Here's my thoughts on why the judgment is outrageous and seriously restricts freedom of expression and assembly - trying to stay only rooted in reasoning that uses the framework of the law. If you have any information that I may have missed, do comment below!

The judge cites only a single precedent - in a common law legal system that is fully based on interpreting previous case law.

That case (available here) involved another 2 activists from Just Stop Oil, who climbed above a bridge and occupied it for 41 hours. This was the first such case under the 2022 law on police and sentencing, which was extremely controversial and analysed as detrimental to the freedom of assembly. For more, see here.

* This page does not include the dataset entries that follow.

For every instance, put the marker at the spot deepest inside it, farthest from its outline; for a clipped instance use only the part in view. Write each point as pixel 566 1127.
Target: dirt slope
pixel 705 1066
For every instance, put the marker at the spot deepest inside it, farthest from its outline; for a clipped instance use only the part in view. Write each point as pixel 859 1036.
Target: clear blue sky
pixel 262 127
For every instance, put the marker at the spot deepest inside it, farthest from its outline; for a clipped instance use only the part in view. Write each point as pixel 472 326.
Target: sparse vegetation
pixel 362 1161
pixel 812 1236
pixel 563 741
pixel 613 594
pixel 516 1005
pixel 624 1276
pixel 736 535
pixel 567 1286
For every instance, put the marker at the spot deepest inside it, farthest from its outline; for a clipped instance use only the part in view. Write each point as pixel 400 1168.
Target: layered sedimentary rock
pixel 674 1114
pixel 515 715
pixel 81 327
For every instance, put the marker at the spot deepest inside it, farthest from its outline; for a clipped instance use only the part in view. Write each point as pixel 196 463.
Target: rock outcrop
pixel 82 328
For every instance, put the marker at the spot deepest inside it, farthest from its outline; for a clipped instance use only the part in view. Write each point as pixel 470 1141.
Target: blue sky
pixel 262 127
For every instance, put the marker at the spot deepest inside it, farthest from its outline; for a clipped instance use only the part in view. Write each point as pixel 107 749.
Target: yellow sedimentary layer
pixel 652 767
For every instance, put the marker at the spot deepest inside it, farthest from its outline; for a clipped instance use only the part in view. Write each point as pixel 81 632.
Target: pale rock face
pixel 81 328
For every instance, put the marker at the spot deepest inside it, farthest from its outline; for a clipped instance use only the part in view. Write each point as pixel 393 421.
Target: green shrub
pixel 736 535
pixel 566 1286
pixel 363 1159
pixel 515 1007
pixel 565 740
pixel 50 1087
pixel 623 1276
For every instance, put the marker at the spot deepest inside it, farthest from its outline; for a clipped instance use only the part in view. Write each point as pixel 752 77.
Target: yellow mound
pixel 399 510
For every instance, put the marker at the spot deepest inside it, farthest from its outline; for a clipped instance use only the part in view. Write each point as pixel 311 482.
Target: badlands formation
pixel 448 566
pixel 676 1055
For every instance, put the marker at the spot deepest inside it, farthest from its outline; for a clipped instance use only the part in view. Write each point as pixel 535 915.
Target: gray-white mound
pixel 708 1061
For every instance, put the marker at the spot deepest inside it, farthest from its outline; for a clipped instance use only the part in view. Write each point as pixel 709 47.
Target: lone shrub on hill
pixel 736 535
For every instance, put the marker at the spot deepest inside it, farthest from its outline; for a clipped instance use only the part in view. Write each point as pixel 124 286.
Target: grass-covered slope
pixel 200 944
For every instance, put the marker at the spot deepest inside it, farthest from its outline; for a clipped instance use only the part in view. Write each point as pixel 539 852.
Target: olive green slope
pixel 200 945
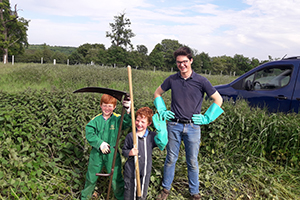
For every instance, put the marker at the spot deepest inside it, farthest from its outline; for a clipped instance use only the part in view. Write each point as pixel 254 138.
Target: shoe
pixel 196 197
pixel 163 194
pixel 95 195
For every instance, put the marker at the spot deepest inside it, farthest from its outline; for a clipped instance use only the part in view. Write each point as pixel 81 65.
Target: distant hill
pixel 61 49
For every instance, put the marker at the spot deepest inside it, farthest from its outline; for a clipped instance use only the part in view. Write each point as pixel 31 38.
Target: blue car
pixel 275 85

The only case the judgment cites as a precedent was therefore the first case under the law - and the judge of that first case puts forward extremely inconsistent and almost vindictive reasoning.

In both cases, precedent and current, the fact that the protest was sophisticated and well-planned was considered an aggravating factor. Rather than considering the risk assessment (which the judge acknowledges) in the precedent case as a mitigating circumstance, the judge finds malice in the offence - claiming that since the protestors went ahead nonetheless and deliberately sought disruption, they deserve a harsher sentence. In the precedent, having done a media training, having informed the police beforehand, and doing risk assessments all were considered as bad.

In deciding a sentence for the precedent case, the judge refers to older protest cases in which the defendant got 12 and 15 months - and, without any coherent link, decides that 3 years would be an appropriate sentence. The judge in the present case uses this yet again as a reason to argue that Hallam and the others deserve 4 and 5 years in prison.

Sentencing is by definition an extremely arbitrary exercise - it is, simply said, not grounded in logic. In a previous project, I spent months researching sentencing practices; the report can be found here.

There were two main lessons that emerged:

  1. There are no guidelines, anywhere in the world, for how legislators should decide how much punishment to inscribe in law. Human rights law says it shouldn't be "too much" and that it should be "proportionate", but that's it. The Council of Europe merely recommended that the sentencing should be "coherent". This means that legislators have a free reign to legislate on a whim, as was the case with the present law in the UK, which was to be a strong expression of conservative opinion.
  2. Sentencing guidelines for courts have equal vagueness - leaving it up to judges to decide, on a case by case basis, how to hand out punishments that legislators arbitrarily set.

The judges in the present cases made it very clear in writing: Their punishment and sentencing does not seek to rehabilitate or reform. Instead, they wanted a punishment that would serve as a deterrent, as per their own words.

The judge in the precedent case writes that the sentencing should be particularly harsh, given the claim that "harm caused was high". However, there is no case made of "high" harm that sounds in any way like a legal argumentation - rather the judge says the protest "caused inconvenience". This simply does not equate to "harm".

In summary: The only precedent cited in the sentencing of Roger Hallam and others is itself built on illogical and arbitrary grounds. The judge then argues that the sentencing of Hallam must be even harsher than the already arbitrary sentence in the precedent, as this "was a conspiracy to cause extreme and disproportionate disruption". In no place has the judge legally established that the disruption indeed was "extreme", which is a term that must have been defined in precedent at some point in British case law.

This all is for the crime of "conspiracy for public nuisance" - not causing personal injury or harming someone's bodily integrity. It was entirely non-violent, and intended to take place without physical harm to people - something made clear by the activists.

For context, did you know that the maximum punishment for assaulting an emergency worker is 2 years - a violent crime where hundreds of lives could also be put at risk as a consequence?

While the judge accused Hallam and the co-defendants of ignoring rule of law, the judgment to me seems to rest on arbitrary grounds, be guided by the whim of a single vindictive judge, and be disproportionate to the crime committed - all grounds for me to assert that this violates the ECHR fundamental guarantee of the right to peaceful assembly.